C’è, infatti, un tempio sotterraneo e una cascata. Quindi si, a Devi’s Fall c’è una cascata, solo che è sotterranea per quello non la vedevo. Dopo aver pagato l’ingresso mi metto in fila e comincia la discesa: si entra attraverso scale circondate da colonnati e statue in pietra, in un attimo siamo sotto terra. È buio e le luci sono soffuse, continuiamo a scendere dovendoci abbassare più volte per passare sotto dei varchi troppi bassi per passarci in piedi e l’atmosfera si fa sempre più magica. A metà c’è un tempio induista con le sue statue e la polvere di zafferano a colorarlo. Proseguiamo e poco più avanti siamo nel ventre nella terra con il rumore forte della cascata che rimbomba tutto intorno, l’acqua che gocciola dal soffitto e crea meravigliosi giochi luminosi sulla pietra.

Penso a chi, migliaia di anni fa, probabilmente milioni, è arrivato fino a qui e è rimasto come me oggi a bocca aperta di fronte alla potenza della natura: l’ha osservata con curiosità e timore, ci ha costruito un tempio del renderle omaggio. Turisti distratti scattano selfie improbabili per il buio troppo intenso e io mi ricavo un angolino tranquillo dove perdermi nei riflessi dell’acqua portata dalla cascata e riempirmi le orecchie del suo frastuono.

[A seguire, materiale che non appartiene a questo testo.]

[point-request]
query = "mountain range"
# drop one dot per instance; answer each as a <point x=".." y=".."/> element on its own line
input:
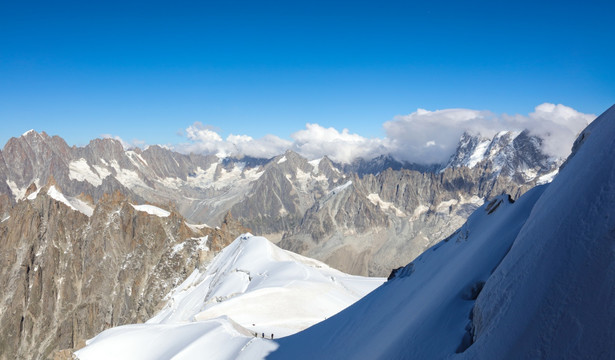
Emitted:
<point x="521" y="279"/>
<point x="363" y="218"/>
<point x="98" y="236"/>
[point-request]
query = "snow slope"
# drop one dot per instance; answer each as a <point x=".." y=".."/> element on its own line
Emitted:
<point x="549" y="297"/>
<point x="552" y="296"/>
<point x="423" y="312"/>
<point x="251" y="286"/>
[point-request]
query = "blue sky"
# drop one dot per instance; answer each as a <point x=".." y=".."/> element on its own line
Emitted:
<point x="149" y="70"/>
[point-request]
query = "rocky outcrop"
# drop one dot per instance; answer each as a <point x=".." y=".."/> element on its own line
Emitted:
<point x="68" y="276"/>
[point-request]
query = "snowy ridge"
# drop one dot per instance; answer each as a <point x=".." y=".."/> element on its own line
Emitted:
<point x="410" y="310"/>
<point x="252" y="286"/>
<point x="533" y="279"/>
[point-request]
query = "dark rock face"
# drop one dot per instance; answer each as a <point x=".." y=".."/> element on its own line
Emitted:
<point x="68" y="276"/>
<point x="390" y="213"/>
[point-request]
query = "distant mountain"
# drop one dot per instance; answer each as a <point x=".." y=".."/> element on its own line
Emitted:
<point x="251" y="288"/>
<point x="523" y="280"/>
<point x="516" y="155"/>
<point x="71" y="267"/>
<point x="389" y="213"/>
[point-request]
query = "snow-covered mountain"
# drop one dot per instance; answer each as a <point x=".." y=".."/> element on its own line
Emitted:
<point x="528" y="280"/>
<point x="251" y="288"/>
<point x="389" y="213"/>
<point x="71" y="267"/>
<point x="515" y="154"/>
<point x="525" y="279"/>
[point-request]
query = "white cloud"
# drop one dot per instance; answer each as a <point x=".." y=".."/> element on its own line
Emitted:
<point x="424" y="137"/>
<point x="316" y="141"/>
<point x="205" y="140"/>
<point x="125" y="144"/>
<point x="432" y="136"/>
<point x="558" y="125"/>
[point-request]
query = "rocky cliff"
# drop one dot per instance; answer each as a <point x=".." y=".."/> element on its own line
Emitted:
<point x="68" y="275"/>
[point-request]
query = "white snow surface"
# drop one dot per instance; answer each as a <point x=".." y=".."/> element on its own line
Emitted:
<point x="152" y="210"/>
<point x="251" y="286"/>
<point x="376" y="200"/>
<point x="479" y="153"/>
<point x="80" y="170"/>
<point x="548" y="263"/>
<point x="71" y="202"/>
<point x="423" y="312"/>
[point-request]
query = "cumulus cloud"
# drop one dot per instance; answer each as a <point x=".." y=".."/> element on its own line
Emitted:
<point x="432" y="136"/>
<point x="424" y="137"/>
<point x="558" y="125"/>
<point x="316" y="141"/>
<point x="125" y="144"/>
<point x="205" y="140"/>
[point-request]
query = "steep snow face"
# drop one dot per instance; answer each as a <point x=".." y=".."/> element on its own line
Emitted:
<point x="152" y="210"/>
<point x="542" y="271"/>
<point x="80" y="170"/>
<point x="552" y="296"/>
<point x="251" y="287"/>
<point x="71" y="202"/>
<point x="423" y="312"/>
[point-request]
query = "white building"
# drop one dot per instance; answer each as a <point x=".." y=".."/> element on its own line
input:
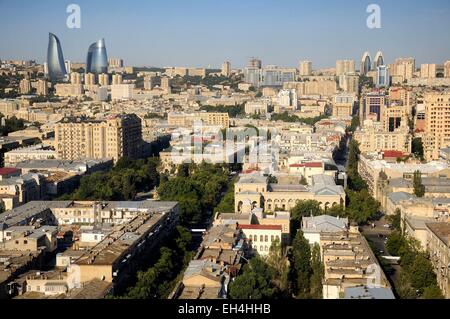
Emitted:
<point x="313" y="226"/>
<point x="122" y="91"/>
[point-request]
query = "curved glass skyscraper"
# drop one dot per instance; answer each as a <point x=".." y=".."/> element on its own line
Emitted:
<point x="55" y="59"/>
<point x="97" y="59"/>
<point x="379" y="60"/>
<point x="366" y="64"/>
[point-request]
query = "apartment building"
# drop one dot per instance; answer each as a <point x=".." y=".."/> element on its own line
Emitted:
<point x="350" y="264"/>
<point x="372" y="105"/>
<point x="305" y="68"/>
<point x="343" y="105"/>
<point x="437" y="124"/>
<point x="345" y="66"/>
<point x="428" y="71"/>
<point x="438" y="246"/>
<point x="69" y="90"/>
<point x="257" y="107"/>
<point x="140" y="227"/>
<point x="115" y="137"/>
<point x="372" y="137"/>
<point x="253" y="191"/>
<point x="187" y="120"/>
<point x="370" y="167"/>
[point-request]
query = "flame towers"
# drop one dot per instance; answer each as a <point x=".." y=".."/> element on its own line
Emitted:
<point x="97" y="59"/>
<point x="55" y="59"/>
<point x="366" y="64"/>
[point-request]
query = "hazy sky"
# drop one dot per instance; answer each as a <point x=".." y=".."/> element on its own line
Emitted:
<point x="207" y="32"/>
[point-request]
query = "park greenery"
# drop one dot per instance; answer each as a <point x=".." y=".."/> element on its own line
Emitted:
<point x="419" y="188"/>
<point x="12" y="124"/>
<point x="232" y="110"/>
<point x="123" y="182"/>
<point x="417" y="148"/>
<point x="285" y="117"/>
<point x="159" y="280"/>
<point x="307" y="271"/>
<point x="263" y="278"/>
<point x="197" y="188"/>
<point x="417" y="279"/>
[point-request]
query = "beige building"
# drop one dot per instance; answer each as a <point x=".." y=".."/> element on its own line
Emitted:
<point x="350" y="264"/>
<point x="117" y="79"/>
<point x="226" y="69"/>
<point x="115" y="62"/>
<point x="114" y="138"/>
<point x="428" y="71"/>
<point x="25" y="86"/>
<point x="253" y="191"/>
<point x="447" y="69"/>
<point x="438" y="246"/>
<point x="69" y="90"/>
<point x="343" y="105"/>
<point x="261" y="237"/>
<point x="401" y="96"/>
<point x="305" y="68"/>
<point x="122" y="91"/>
<point x="42" y="88"/>
<point x="257" y="107"/>
<point x="313" y="87"/>
<point x="75" y="78"/>
<point x="373" y="170"/>
<point x="9" y="107"/>
<point x="403" y="70"/>
<point x="89" y="79"/>
<point x="349" y="83"/>
<point x="344" y="67"/>
<point x="103" y="79"/>
<point x="187" y="120"/>
<point x="166" y="84"/>
<point x="437" y="124"/>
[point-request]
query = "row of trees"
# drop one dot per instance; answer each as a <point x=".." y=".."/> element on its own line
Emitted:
<point x="232" y="110"/>
<point x="298" y="274"/>
<point x="263" y="278"/>
<point x="417" y="279"/>
<point x="197" y="188"/>
<point x="123" y="182"/>
<point x="307" y="270"/>
<point x="159" y="280"/>
<point x="12" y="124"/>
<point x="285" y="117"/>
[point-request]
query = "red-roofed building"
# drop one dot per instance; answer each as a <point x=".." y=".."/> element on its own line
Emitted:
<point x="261" y="237"/>
<point x="307" y="169"/>
<point x="392" y="154"/>
<point x="7" y="172"/>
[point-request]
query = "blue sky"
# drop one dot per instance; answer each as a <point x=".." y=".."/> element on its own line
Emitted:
<point x="207" y="32"/>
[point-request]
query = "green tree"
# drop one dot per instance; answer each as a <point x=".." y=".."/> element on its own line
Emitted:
<point x="419" y="188"/>
<point x="362" y="206"/>
<point x="301" y="266"/>
<point x="417" y="148"/>
<point x="303" y="181"/>
<point x="302" y="209"/>
<point x="356" y="183"/>
<point x="256" y="282"/>
<point x="278" y="261"/>
<point x="395" y="220"/>
<point x="317" y="273"/>
<point x="432" y="292"/>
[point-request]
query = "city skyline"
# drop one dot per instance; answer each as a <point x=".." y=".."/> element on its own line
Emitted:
<point x="284" y="44"/>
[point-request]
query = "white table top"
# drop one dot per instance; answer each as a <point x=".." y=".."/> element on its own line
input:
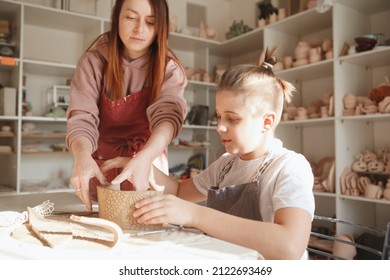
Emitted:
<point x="183" y="245"/>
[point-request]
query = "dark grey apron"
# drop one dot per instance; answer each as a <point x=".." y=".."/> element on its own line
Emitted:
<point x="238" y="200"/>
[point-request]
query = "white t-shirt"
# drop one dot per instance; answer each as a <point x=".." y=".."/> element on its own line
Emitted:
<point x="286" y="182"/>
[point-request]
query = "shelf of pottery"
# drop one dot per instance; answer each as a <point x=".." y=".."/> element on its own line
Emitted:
<point x="340" y="109"/>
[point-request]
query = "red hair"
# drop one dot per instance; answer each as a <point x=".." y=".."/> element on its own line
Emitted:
<point x="159" y="51"/>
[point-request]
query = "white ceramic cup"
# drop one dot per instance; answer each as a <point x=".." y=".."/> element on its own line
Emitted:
<point x="343" y="250"/>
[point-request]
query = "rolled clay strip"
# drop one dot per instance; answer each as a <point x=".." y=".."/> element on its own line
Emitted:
<point x="110" y="226"/>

La prima esperienza di volo a Pokhara

Piano piano riprendo la strada e poco dopo sono in centro pronta per una doccia calda, la prima dopo giorni, andar a cena e il piano è quello di ripartire il giorno dopo per Kathmandu ed in seguito Giri, peccato che avessi sottovalutato Stefan!

È un ragazzo olandese, pilota di elicotteri, conosciuto tramite Couchsurfing con cui decidiamo di prender un caffè prima che io prenda l’autobus. Chiacchieriamo che è un piacere e nel giro di un’ora mi ha completamente sconvolto i piani e stiamo andando a raggiungere un suo amico pilota di parapendio che ci porterà per un volo test di un nuovo velivolo. Il mio massimo in quanto a volo è stato davvero breve e sulle dune del deserto in Namibia con l’omino sotto che mi rincorreva per prendermi quando fossi arrivata a terra, niente a che vedere con quello che mi stava aspettando.

È stato pazzesco anche se non avevo la minima intenzione di staccar le mani dei supporti in metallo che mi cingevano le spalle e ogni tanto una vocina nel mio cervello diceva “immagina se si spegne il motore”, ma la vista era così bella da là su che tutto il resto veniva dopo.

La sera mi sono trasferita a casa di Stefan e alla fine sono rimasta per tre notti: la prima del piacere, la seconda perché mi hanno rubato il telefono e la terza aspettando fiduciosa notizie sul suo ritrovamento.

  • la cascata sotterranea di Devi’s Fall

  • voto 5/5

  • le discriminazioni raziali di cui sono continuamente bersaglio

L’emozione provata alla cascata di Pokhara è una di quelle cose che quando si sentono, ti riempio il cuore, ti chiudono la boccano e accarezzano l’anima. Hai mai provato una sensazione simile?